内藤先生「米・南フロリダ大学の心理学者カレン・ペリーン氏が、中学1年生の男女約1200人を対象に『今、子どもを作りたいと思いますか?』と質問し、回答をまとめているんです。これは性的な関心の早熟度を調査したものですが、ペリーン氏はそれと同時に、中学生たちの母親の初産年齢も調べています。その結果、イエスと答えた人の母親の初産が平均20.2歳なのに対して、ノーと答えた人の母親は22.5歳であることが判明したんです」

中学生を相手にこんなアンケートを取る大胆さはいかにもアメリカ的だが、この結果が意味するのは、早熟な子どもはその親もまた早熟な傾向がある、ということだ。

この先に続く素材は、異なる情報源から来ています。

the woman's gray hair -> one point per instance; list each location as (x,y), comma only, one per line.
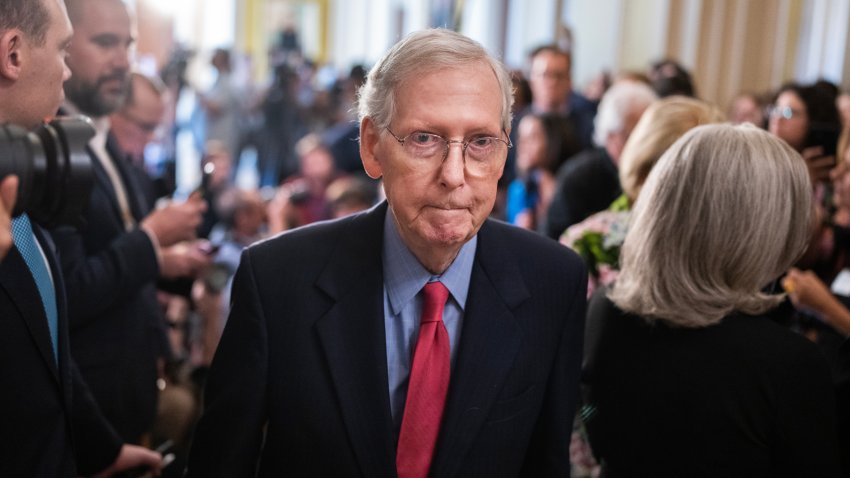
(623,98)
(420,53)
(724,212)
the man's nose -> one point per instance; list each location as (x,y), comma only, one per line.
(452,170)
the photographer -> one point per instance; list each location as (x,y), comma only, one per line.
(113,261)
(50,426)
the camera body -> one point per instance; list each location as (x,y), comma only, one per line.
(53,168)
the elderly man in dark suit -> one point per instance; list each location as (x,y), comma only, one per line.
(416,339)
(49,425)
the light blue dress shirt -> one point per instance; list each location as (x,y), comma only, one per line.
(404,278)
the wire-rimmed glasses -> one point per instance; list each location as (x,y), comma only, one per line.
(483,155)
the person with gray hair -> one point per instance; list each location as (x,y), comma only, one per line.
(685,374)
(589,183)
(418,338)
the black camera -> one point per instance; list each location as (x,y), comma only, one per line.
(53,168)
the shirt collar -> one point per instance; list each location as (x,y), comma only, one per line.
(404,276)
(101,124)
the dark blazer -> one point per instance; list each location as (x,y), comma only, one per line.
(47,411)
(745,398)
(304,352)
(115,321)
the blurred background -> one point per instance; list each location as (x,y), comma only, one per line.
(729,46)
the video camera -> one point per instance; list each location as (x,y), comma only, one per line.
(53,169)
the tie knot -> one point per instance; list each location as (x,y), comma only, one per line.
(436,296)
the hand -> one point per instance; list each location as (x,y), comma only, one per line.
(818,164)
(808,292)
(184,259)
(8,193)
(176,221)
(132,456)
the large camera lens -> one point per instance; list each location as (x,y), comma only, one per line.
(53,168)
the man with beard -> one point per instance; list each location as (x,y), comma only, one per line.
(50,425)
(112,262)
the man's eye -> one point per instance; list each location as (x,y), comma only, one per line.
(483,142)
(424,139)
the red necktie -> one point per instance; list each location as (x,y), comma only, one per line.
(427,388)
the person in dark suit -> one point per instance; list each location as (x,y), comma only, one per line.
(325,367)
(685,373)
(551,84)
(112,262)
(49,425)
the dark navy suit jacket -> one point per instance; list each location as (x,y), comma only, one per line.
(116,325)
(49,420)
(303,360)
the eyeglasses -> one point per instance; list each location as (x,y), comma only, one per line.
(482,155)
(785,112)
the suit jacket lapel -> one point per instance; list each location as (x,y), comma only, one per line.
(102,177)
(64,352)
(137,202)
(353,337)
(24,293)
(488,345)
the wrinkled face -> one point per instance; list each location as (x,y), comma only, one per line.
(100,56)
(444,206)
(135,125)
(789,120)
(550,81)
(41,80)
(531,143)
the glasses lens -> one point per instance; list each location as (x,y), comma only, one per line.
(481,155)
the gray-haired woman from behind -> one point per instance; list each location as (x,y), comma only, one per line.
(684,374)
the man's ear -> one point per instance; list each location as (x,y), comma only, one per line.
(11,53)
(369,138)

内藤先生「これにかぎらず、同じような傾向を示す心理学データは他にも見受けられます。無意識であっても、やはり親というのは重要なみちしるべになりますから、影響を受けるのは当然でしょうね。ですから、もし両親が晩婚なら、なかなか結婚のチャンスがつかめなかったとしても、『親が親だから仕方ない』と悩まず気楽に考えた方がいいですよ」

逆に、「親の結婚年齢をチェックすれば、自分が結婚する時期を知るひとつの目安になるかも」と内藤先生は語る。もちろん、時代背景や家庭以外の環境に左右される部分も大きいので一概にはいえないが、なかなか相手が見つからなくて焦っている人にとっては、ひとつの気休めになるかも?